Sandy and Paul
"Gimme a break, Moron! You think I'm gonna help a man whose dog looks like that?" He was a man who had a dog of his own.
"What? What? She's... she's okay. I take good care of her, you fuckhead."
The man lurched to the right as he passed the derelict and his derelict dog. Who knew how dangerous this growling animal might be.
"...She'll fuckin' chew your face off, you. You're the moron!"
Dog and man turned to face the devil.
What they saw rushing away from them was a well-coiffed head above a green golf shirt, collar lifted. A young man cool in his chinos. A man who had turned his back to them and was walking - nearly running - away.

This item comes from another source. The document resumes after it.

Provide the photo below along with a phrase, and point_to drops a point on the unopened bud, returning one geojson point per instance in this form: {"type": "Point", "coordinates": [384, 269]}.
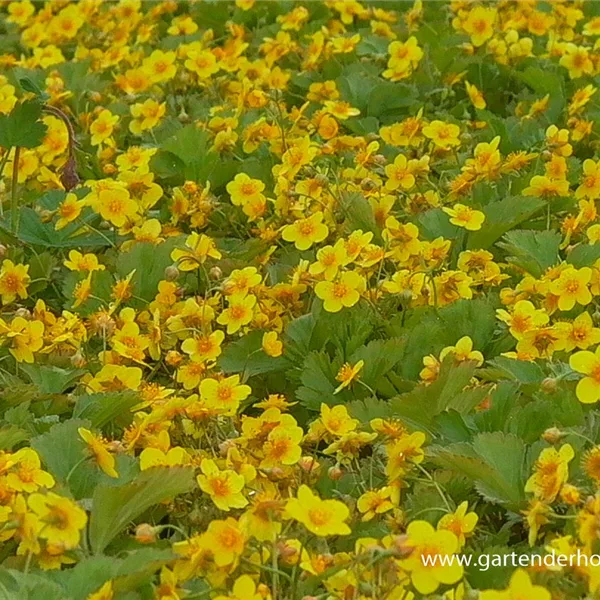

The sunbleached dog with a very long tail, wagged it.
Mr. Paul K. Morrison jeopardized his balance, He set his cane on the sidewalk. But like him, it tended to the right.
He leaned over just enough to scratch his dog's ears.
They walked away, finally, the dog forcing him forward.
The reason she looked so bad - if that was the case, which it wasn't - was because she was nearly fifteen years old. Her paws were as street-worn as her man, and, frankly, they were both sick to death of assholes.
There was a moon that night - lower and more orange than either had ever seen. The next morning there would be an article in the St. Pete Times about this unique moon.
The dog, whose name no one would ever know, led the man more toward the river than toward the park bench where they always landed for the night.